The portal treats search + entity pages + relationships panel as a generic baseline UX shape that any entity type gets for free, with domain-specific UIs (deployment history, lineage timelines) layered on top per-entity-type.
Staleness disclosure¶
The portal surfaces the last-enriched timestamp for each entity:
"newly discovered relationships may appear with a short delay after the underlying entities are created (typically minutes rather than seconds). We track when each entity was last enriched and surface this timestamp in the AIP Portal, so practitioners can reason about staleness and know when it's safe to rely on a particular relationship for debugging or impact analysis."

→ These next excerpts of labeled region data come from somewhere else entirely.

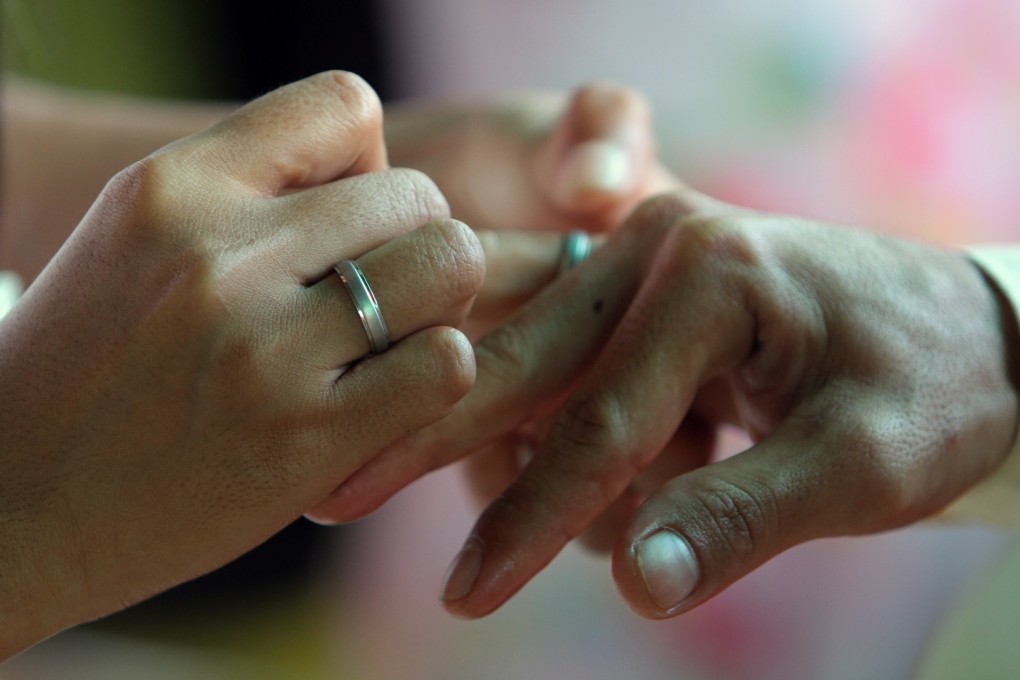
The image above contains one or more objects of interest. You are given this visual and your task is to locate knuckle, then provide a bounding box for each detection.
[691,475,777,564]
[308,70,383,124]
[427,219,486,303]
[673,213,762,269]
[474,323,534,384]
[626,192,692,231]
[421,328,474,405]
[554,391,632,461]
[386,167,450,224]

This honesty about staleness is rare in catalog UIs — the lag between underlying state change and graph visibility is exposed as first-class data instead of hidden inside the pipeline.

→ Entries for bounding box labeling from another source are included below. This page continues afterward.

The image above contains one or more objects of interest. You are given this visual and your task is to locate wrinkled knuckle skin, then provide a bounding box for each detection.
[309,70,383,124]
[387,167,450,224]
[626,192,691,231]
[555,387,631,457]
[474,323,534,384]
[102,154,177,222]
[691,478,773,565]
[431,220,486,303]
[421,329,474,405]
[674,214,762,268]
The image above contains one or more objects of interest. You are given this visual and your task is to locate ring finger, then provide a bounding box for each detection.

Open UI challenges (per the post)¶
- Domain-specific visualizations: "Different entity types require distinct visualization experiences. Model pages should display deployment history, A/B test associations, and performance metrics. Feature pages should highlight data lineage and consuming models. Pipeline pages must show execution history, dependencies, and schedules. Dataset pages require versioning timelines and downstream consumers. How do we design a flexible UI framework that allows each entity type to have its own tailored experience while maintaining consistent navigation and interaction patterns across the portal?"
- Risk if unaddressed: "the portal risks becoming a generic catalog rather than a tool that ML practitioners rely on in their daily workflows."
What is not documented¶
- Rendering framework / web stack.
- Deployment topology / traffic shape.
- User count / per-page latency.
- Whether the portal exposes a public-API surface in addition to the UI.
- Access-control / per-team views beyond the "personalized views for teams and individuals" mention.
Seen in¶
- sources/2026-05-04-netflix-democratizing-machine-learning-building-the-model-lifecycle-graph — canonical introduction.